EU-Euro-Europe-Eurozone-700x450.jpgThe European Commission has downgraded European GDP growth for the next three years, amid fears of global volatility.

The economic forecast from the EC puts eurozone GDP at 1.6 per cent this year, down from the previous forecast of 1.7 per cent. It predicts a rise to 1.8 per cent next year, down on the 1.9 per cent predicted previously. GDP was 1.7 per cent last year.

Growth across the European Union, including non-euro countries, has also been downgraded, to 1.8 per cent this year and 1.9 per cent next year, down from 2 per cent last year.

The commission said that while fiscal policy is likely to support an increase in investment in the area, GDP will be hit by a rebounding oil price and a more uncertain global outlook.

Among the global risks identified by the Commission are slower emerging market growth sparking a spillover into developed markets, geopolitical tension, sudden moves in the oil price, and the potential for the UK to leave the EU.

Valdis Dombrovskis, vice president for the commission, says: “The economic recovery in Europe continues but the global context is less conducive than it was.

“Future growth will increasingly depend on the opportunities we create for ourselves.
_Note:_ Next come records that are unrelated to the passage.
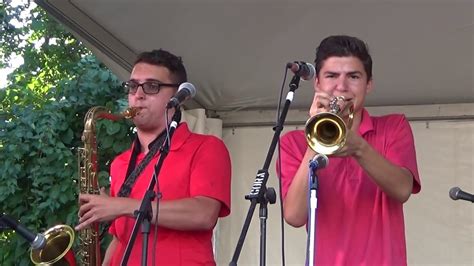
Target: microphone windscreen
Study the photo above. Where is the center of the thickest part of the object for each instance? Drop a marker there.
(453, 193)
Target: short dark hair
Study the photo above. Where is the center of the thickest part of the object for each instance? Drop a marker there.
(342, 46)
(166, 59)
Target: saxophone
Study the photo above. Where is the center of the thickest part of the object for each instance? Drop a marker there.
(59, 239)
(89, 238)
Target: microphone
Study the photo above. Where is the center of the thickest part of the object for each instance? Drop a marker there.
(321, 160)
(456, 193)
(185, 91)
(37, 241)
(302, 69)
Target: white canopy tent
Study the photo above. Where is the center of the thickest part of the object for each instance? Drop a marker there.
(235, 53)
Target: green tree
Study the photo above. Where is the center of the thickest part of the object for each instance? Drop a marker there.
(41, 122)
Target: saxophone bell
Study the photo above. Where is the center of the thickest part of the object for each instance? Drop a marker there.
(57, 250)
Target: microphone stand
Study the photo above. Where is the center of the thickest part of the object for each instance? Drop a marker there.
(144, 213)
(259, 193)
(313, 202)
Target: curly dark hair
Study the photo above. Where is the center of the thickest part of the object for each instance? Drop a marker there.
(166, 59)
(342, 46)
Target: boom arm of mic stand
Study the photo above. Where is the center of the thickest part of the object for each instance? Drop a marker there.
(259, 194)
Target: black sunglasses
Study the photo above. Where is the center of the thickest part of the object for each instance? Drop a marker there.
(149, 87)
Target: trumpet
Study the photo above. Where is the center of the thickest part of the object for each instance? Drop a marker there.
(326, 132)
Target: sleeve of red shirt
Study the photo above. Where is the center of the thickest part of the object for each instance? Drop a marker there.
(211, 173)
(113, 193)
(401, 148)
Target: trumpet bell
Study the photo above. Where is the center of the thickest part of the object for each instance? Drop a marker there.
(57, 251)
(326, 133)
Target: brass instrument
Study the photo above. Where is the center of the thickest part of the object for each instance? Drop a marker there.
(326, 132)
(89, 238)
(59, 239)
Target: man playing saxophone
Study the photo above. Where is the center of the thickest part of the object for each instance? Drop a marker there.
(194, 180)
(361, 192)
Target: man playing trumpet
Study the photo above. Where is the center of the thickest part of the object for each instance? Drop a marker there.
(361, 192)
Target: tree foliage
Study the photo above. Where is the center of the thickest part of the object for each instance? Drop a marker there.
(41, 122)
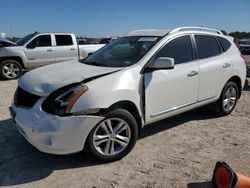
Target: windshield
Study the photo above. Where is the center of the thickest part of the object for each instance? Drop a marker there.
(122, 52)
(25, 39)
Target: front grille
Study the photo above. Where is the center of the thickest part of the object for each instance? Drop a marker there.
(25, 99)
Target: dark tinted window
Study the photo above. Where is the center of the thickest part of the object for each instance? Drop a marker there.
(207, 46)
(64, 40)
(180, 49)
(40, 41)
(224, 43)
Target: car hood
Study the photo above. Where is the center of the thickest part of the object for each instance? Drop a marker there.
(45, 80)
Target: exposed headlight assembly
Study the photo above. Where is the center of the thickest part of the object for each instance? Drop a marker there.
(62, 100)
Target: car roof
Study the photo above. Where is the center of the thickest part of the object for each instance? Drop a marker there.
(163, 32)
(149, 32)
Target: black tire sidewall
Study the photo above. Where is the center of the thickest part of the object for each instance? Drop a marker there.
(229, 84)
(117, 113)
(4, 62)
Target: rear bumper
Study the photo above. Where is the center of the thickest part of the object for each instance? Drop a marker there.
(53, 134)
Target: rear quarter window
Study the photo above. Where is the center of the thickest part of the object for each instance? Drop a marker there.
(207, 46)
(64, 40)
(225, 44)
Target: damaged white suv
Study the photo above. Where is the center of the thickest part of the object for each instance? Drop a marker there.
(101, 103)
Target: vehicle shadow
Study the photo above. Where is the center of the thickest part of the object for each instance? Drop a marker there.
(247, 86)
(21, 163)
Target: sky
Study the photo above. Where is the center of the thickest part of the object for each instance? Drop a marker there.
(100, 18)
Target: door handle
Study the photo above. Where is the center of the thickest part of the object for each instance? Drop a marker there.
(226, 65)
(192, 73)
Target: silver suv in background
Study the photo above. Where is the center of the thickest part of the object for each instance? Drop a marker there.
(103, 102)
(39, 49)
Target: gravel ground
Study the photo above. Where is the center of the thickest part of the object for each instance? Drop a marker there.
(177, 152)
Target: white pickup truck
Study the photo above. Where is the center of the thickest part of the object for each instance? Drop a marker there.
(39, 49)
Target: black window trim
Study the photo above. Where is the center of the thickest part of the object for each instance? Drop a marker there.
(64, 35)
(221, 47)
(169, 40)
(196, 48)
(38, 35)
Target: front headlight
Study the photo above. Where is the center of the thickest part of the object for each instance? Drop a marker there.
(61, 101)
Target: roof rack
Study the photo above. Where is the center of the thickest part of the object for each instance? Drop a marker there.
(195, 29)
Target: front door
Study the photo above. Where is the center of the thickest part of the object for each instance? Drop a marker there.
(167, 91)
(39, 51)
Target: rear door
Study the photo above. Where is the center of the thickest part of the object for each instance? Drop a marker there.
(215, 66)
(168, 91)
(65, 48)
(39, 51)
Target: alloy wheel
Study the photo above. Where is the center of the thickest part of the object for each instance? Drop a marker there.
(112, 136)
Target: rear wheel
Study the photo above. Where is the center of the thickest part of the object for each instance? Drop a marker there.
(228, 99)
(10, 69)
(114, 137)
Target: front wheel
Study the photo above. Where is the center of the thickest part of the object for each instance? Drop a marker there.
(114, 137)
(228, 99)
(10, 69)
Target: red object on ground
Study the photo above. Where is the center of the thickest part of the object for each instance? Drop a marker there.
(222, 178)
(243, 181)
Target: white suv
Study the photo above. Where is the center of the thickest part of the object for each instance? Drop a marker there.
(102, 103)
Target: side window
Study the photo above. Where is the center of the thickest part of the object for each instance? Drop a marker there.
(64, 40)
(40, 41)
(207, 46)
(180, 49)
(224, 43)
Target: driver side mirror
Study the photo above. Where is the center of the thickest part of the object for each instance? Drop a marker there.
(162, 63)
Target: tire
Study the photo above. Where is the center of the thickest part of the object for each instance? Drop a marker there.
(101, 150)
(10, 69)
(228, 99)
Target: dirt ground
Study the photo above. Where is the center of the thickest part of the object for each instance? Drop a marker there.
(177, 152)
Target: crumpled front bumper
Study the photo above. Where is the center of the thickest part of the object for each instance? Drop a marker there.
(53, 134)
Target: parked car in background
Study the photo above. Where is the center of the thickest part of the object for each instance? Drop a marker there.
(6, 43)
(39, 49)
(102, 102)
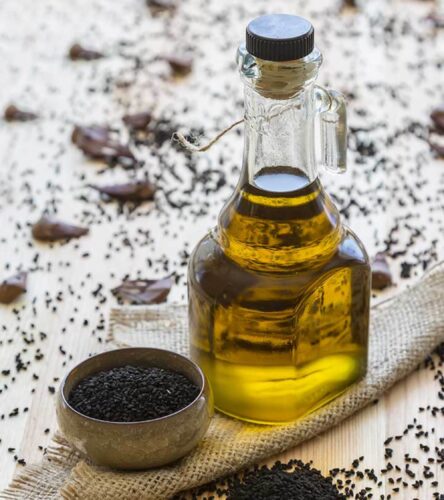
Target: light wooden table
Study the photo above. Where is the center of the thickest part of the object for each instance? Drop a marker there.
(37, 162)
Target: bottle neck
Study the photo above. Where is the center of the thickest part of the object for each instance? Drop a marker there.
(279, 133)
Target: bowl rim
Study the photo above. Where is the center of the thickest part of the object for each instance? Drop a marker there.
(204, 384)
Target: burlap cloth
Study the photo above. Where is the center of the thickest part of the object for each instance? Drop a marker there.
(403, 331)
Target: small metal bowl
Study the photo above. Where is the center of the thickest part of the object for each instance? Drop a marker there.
(136, 445)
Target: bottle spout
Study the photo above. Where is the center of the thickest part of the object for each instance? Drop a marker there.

That means stepping up our structural reform efforts to address long-standing problems in many countries – high levels of public and private debt, vulnerabilities in the financial sector or declining competitiveness.”

Pierre Moscovici, commissioner for economic and financial affairs for taxation and customs, says that Europe needs to address growth inequalities between member states.

“The recovery in the euro area remains uneven, both between member states and between the weakest and the strongest in society. That is unacceptable and requires determined action from governments, both individually and collectively,” he adds.